Tuesday, December 4, 2007

Work Life Balance

Generally, in architectural practises, office hours get stretched a little bit. Not only for junior ranks or interns during peak periods – it’s common. You know - architectural practices have a lot of hour-sucking work. Funny enough, architects are often proud of that.

Being surrounded mostly by colleagues younger than thirty might be a good indicator for an office with a bad work life balance policy. People tend to leave these kind of places when they get older and switch to a firm that reflects their demands for life: spend time with family and kids, develop new interests, learning a language, charity work, ...

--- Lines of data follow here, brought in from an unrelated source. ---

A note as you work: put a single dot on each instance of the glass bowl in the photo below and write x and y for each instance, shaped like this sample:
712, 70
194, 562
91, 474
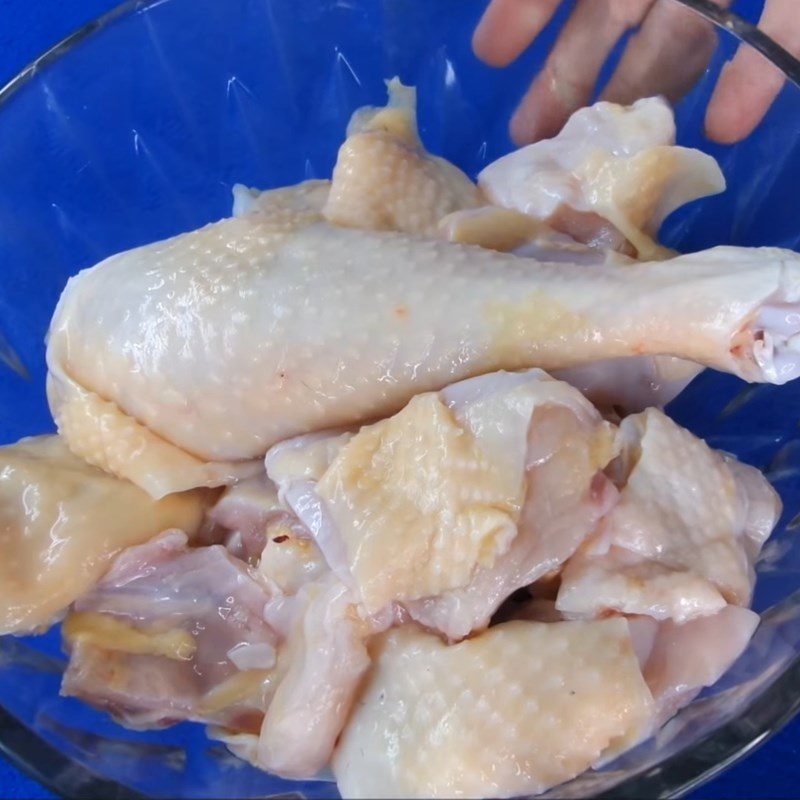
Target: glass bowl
137, 127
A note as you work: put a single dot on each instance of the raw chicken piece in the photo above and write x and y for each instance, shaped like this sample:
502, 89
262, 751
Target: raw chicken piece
246, 509
458, 500
520, 708
218, 343
173, 633
306, 196
502, 229
566, 497
612, 170
291, 558
385, 180
631, 384
326, 660
623, 581
684, 535
296, 465
60, 527
679, 660
420, 502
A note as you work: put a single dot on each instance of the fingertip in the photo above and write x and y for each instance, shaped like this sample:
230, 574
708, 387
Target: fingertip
489, 39
539, 115
744, 93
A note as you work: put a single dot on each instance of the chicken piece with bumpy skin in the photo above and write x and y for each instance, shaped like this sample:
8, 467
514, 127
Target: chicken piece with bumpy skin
458, 500
385, 180
61, 524
678, 660
516, 710
683, 538
224, 341
610, 177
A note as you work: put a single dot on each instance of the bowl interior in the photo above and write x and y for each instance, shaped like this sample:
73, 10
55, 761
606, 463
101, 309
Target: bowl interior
140, 130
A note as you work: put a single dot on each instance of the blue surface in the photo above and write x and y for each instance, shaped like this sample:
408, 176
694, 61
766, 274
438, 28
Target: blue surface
28, 28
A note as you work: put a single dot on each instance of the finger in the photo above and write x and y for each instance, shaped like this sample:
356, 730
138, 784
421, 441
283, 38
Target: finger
749, 84
507, 27
570, 74
667, 55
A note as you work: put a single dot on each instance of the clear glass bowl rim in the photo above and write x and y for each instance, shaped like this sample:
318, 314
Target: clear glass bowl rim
673, 777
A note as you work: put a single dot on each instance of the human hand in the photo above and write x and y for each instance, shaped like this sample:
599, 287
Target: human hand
667, 55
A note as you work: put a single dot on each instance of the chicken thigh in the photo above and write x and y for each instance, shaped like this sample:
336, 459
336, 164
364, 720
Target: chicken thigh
223, 341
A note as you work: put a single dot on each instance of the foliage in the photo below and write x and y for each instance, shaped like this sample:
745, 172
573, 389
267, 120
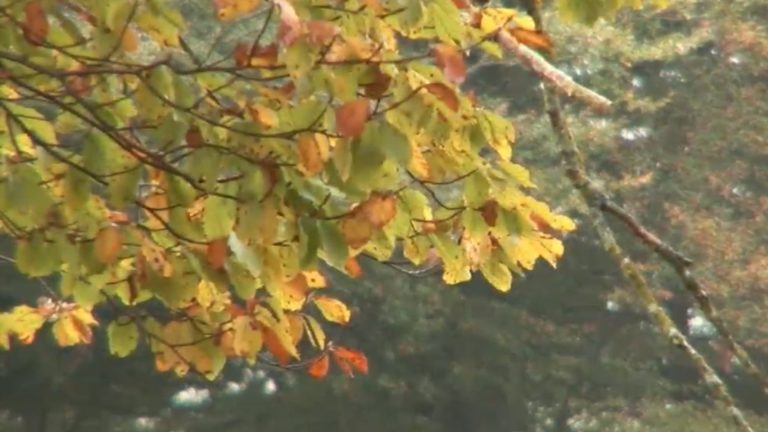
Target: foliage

I don't mind hard work – but it's important to have a life outside the office. Architects have to give their clients an optimistic outlook to something new. How should they do that if they’re just staying in the office?

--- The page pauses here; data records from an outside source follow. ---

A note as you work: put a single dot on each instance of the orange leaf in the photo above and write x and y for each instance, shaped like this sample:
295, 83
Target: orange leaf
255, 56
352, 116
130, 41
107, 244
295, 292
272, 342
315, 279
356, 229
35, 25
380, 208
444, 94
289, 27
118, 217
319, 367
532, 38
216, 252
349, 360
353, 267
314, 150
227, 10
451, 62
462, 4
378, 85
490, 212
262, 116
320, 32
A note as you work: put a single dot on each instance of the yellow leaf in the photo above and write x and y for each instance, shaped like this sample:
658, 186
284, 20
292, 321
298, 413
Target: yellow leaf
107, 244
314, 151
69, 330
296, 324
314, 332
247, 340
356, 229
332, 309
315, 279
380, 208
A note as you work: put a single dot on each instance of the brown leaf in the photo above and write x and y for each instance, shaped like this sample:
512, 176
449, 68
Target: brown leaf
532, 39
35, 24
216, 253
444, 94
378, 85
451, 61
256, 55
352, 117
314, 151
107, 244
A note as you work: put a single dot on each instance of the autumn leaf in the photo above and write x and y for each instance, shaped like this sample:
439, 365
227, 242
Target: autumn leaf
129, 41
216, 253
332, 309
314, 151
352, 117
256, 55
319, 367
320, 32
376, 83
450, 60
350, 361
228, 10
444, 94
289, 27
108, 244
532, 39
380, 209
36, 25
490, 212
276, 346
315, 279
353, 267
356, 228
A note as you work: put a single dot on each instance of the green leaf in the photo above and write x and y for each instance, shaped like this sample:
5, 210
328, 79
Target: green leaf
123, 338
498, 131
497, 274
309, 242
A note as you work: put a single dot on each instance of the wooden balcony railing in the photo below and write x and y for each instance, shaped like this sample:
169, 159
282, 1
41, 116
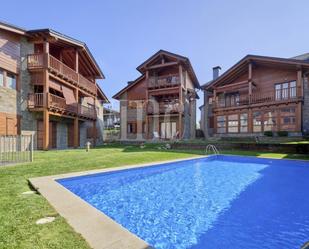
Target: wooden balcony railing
86, 111
163, 81
165, 108
39, 61
36, 100
86, 84
61, 68
58, 104
288, 94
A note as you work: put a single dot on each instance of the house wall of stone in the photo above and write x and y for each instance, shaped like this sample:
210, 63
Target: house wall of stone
123, 116
62, 135
193, 119
305, 107
28, 119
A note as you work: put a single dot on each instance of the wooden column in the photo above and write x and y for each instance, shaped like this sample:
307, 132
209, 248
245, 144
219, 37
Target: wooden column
298, 117
76, 122
76, 61
45, 129
214, 98
94, 128
4, 78
250, 121
46, 100
250, 81
299, 84
146, 106
180, 101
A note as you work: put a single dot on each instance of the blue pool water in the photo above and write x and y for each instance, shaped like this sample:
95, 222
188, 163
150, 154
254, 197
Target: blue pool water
215, 202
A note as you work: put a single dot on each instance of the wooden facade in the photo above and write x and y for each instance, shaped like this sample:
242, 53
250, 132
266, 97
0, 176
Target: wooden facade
62, 75
154, 104
256, 95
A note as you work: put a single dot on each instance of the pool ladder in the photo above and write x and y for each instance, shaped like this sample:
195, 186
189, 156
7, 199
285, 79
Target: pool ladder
211, 147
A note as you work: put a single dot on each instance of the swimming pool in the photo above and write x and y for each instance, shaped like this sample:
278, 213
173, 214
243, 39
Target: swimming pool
215, 202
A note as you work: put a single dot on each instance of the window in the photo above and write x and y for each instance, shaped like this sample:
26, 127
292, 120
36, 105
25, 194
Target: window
221, 100
233, 123
288, 119
257, 122
293, 89
131, 127
1, 78
244, 122
270, 120
232, 99
221, 125
11, 81
132, 105
285, 90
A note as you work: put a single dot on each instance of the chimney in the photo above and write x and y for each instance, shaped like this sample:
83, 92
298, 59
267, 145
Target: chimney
215, 72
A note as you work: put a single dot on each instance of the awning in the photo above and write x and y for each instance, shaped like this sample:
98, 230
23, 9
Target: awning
68, 95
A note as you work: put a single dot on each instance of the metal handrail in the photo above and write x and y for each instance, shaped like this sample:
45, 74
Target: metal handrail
213, 148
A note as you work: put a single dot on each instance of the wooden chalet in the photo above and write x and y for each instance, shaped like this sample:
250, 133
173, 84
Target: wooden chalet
256, 95
59, 81
161, 103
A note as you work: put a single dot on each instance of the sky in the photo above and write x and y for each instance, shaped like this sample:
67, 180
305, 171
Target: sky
123, 34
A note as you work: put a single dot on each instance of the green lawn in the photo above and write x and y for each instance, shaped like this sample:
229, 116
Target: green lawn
18, 213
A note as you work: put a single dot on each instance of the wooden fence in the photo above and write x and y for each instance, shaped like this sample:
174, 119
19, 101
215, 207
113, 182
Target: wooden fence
16, 149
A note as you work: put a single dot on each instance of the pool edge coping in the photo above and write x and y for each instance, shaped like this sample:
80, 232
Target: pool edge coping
97, 228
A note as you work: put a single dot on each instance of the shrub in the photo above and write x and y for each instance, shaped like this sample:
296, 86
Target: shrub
306, 134
199, 133
282, 133
268, 133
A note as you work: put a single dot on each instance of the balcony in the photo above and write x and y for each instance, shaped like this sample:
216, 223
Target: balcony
58, 68
163, 81
258, 98
56, 104
165, 108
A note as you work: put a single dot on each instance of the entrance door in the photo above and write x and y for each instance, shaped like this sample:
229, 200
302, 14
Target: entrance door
71, 135
168, 130
52, 135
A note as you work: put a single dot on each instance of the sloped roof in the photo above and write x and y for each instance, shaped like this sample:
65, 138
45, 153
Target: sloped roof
142, 67
258, 59
130, 84
58, 35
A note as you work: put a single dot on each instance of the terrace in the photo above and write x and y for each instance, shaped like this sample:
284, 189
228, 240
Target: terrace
257, 98
57, 104
59, 69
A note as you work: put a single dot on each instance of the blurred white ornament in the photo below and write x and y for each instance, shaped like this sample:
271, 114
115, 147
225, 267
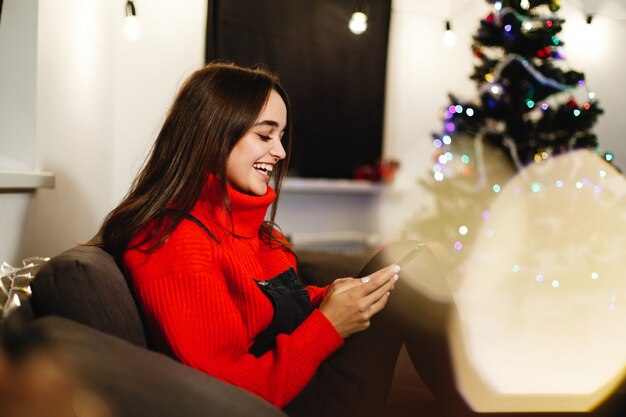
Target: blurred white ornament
522, 343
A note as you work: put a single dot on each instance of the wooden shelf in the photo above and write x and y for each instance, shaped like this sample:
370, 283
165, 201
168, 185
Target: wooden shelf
296, 185
25, 180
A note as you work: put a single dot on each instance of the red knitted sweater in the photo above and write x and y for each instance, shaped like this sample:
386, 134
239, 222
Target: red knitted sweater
203, 306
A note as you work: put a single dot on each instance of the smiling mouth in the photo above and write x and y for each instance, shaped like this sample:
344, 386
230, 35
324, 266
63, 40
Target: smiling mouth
265, 169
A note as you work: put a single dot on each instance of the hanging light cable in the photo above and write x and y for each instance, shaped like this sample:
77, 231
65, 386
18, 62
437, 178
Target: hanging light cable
132, 29
449, 37
358, 21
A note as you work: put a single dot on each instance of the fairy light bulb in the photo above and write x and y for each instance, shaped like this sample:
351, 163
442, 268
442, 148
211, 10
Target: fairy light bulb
449, 37
132, 28
358, 23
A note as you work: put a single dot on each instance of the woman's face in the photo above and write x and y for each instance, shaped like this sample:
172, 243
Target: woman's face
252, 160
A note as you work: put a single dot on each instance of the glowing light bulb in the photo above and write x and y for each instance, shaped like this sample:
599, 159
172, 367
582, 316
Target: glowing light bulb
449, 37
132, 28
358, 23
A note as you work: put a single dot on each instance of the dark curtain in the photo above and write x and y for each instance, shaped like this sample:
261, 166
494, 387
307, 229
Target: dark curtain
335, 79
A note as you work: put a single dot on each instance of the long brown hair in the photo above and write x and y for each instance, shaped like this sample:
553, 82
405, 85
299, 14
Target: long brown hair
213, 110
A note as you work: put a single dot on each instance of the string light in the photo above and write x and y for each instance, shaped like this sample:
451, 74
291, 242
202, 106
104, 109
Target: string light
449, 37
358, 21
132, 29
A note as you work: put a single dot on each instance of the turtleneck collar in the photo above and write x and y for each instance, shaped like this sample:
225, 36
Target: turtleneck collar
248, 211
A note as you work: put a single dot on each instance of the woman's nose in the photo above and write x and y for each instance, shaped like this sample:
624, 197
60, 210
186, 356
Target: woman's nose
278, 150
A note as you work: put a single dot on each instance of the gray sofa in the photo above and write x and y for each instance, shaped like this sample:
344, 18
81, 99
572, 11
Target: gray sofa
83, 306
86, 315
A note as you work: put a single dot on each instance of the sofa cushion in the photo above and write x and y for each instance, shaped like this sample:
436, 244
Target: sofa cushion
135, 382
85, 284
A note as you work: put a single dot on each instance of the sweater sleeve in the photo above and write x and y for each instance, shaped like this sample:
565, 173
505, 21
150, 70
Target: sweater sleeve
185, 294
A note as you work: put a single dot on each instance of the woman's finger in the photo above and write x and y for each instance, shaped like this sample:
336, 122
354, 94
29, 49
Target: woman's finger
374, 281
380, 292
380, 304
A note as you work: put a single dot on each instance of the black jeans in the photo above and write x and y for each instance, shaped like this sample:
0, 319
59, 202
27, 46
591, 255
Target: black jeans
355, 380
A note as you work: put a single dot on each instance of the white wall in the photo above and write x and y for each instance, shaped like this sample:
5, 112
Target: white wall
99, 100
17, 114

In many architectural practices employees hardly have any influence whether or not they have to do overtime work. If you got a deadline, people naturally expect you to stay (overnight). Have you ever done a design competition without night shifts? Especially in small architectural practices there is usually no possibility of refusing overtime work. Yet, in some cases you would get the office in big troubles (and you wouldn’t be a good colleague). Stupidly, many employees in architectural offices don’t even get any extra financial compensation for overtime.These are elements of employees’ weak "time-sovereignty" which strongly affects the work-life balance. Unfortunately it’s part of the architect’s working culture.